I started my company when I was still a teenager. And I can tell you, looking back, I wish I knew now what I knew then. Starting a company with no capital and no partners is most definitely the hard way to do things. But I had no money and none of my friends were comfortable taking the necessary risks. The result was many years of long hard slogging. Sheer brute force in terms of hours being put in.
Capital trumps time. Anyone who says time is money really has no idea what they’re talking about. Time is pulling the plow by yourself. Money is a tractor.
But I didn’t know any of that back when I started. And even if I did, it wouldn’t have made much difference because I didn’t have any money. What I did have, was time and I used it. All of it. To build my company up.

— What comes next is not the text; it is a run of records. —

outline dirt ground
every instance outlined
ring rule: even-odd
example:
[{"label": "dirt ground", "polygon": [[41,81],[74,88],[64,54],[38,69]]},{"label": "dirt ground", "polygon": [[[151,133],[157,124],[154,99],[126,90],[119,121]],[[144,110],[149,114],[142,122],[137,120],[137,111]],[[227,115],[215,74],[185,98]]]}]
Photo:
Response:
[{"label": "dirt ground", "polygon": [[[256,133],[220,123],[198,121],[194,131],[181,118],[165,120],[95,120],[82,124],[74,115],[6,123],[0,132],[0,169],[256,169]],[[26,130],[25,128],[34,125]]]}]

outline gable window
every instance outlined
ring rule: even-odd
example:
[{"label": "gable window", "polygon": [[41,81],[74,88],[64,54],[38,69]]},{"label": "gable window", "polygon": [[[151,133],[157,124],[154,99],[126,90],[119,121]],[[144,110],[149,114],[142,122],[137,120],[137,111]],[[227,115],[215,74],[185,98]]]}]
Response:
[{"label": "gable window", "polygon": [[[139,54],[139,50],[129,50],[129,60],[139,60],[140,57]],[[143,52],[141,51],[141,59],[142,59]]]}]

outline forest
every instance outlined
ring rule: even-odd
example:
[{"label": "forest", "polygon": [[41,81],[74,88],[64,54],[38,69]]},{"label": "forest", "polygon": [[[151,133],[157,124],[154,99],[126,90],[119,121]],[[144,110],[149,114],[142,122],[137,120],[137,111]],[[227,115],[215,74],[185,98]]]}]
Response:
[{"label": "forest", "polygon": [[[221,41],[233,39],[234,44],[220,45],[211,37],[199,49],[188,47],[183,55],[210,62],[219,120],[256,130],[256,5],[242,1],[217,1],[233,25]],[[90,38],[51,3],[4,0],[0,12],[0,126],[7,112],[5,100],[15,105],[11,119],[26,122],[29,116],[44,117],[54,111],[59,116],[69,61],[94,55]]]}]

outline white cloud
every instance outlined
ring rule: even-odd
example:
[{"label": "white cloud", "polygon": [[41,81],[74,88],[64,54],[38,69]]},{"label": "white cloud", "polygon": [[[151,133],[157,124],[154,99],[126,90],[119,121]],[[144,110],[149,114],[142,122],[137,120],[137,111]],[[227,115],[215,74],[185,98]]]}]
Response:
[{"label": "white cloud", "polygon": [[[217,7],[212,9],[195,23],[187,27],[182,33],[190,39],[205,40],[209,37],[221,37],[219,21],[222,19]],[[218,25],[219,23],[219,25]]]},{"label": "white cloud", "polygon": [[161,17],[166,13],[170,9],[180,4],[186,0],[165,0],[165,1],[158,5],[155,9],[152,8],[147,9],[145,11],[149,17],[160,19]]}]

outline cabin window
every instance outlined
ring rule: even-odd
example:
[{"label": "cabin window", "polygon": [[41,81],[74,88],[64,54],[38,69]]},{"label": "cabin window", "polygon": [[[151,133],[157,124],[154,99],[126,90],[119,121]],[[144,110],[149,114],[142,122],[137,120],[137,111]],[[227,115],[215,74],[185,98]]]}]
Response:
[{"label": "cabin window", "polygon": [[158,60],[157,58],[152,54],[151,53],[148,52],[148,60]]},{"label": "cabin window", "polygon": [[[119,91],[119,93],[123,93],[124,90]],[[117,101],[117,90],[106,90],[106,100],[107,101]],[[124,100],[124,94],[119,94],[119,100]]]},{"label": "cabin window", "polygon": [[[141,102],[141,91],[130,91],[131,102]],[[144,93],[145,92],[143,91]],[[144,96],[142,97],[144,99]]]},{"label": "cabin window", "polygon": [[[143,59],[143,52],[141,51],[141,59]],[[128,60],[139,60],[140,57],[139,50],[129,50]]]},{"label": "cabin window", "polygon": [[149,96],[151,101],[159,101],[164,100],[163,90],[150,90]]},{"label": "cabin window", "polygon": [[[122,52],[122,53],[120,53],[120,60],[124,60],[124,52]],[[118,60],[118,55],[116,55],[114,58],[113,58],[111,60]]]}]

Time, not being an infinite resource, means that choices were made. And if I was putting all my time into the company, I wasn’t putting it in at home. During this time, I got married had a kid, another kid and then another. I didn’t spend the kind of time at home that I knew, deep down, I should be.
As I began to learn that capital trumps time I concluded that once I had capital, I could really start to do amazing things. Because then I could afford to bring in people who were more talented than myself in a given area but were less fond of the crazy level of risks a start-up involves. Together, we’d do some amazing things.
In the last several years, the company has been successful enough to generate a substantial amount of capital. And with it, I have been fortunate to bring in people with great talent. And so I started thinking of all the amazing things we would do. I would put in crazy hours to do it, of course, but we would go and do amazing things.
Then Steve Jobs died.
And suddenly I realized something. What is the objective here? My oldest child just turned 15. My other two are no longer little either. And I have been missing out on them. And my wife.
For all the success and amazing accomplishments of Steve Jobs, in the end, nothing could save him. Death can come at any time. And I realized that if I found myself on death’s door, I would regret deeply not having spent more time with my kids when they were…well, kids.
That isn’t to say I will retire or stop working really hard. But at the same time, you know what? I think I can find a better work-life balance. Maybe just 40 hours a week instead. I can use the capital we have to help direct the amazingly talented people we have in the right direction without having to jump into the trenches and help execute every step of the way.
It may mean we’ll release fewer things per year but it also means we’ll have to pick and choose carefully what we do want to focus on and I think, in the longer view, that’s a good thing.
Because no matter how successful you are, you never know when your time is up. And while I admire the accomplishments of Steve Jobs, his biography makes clear, he wishes he had found a better work-life balance.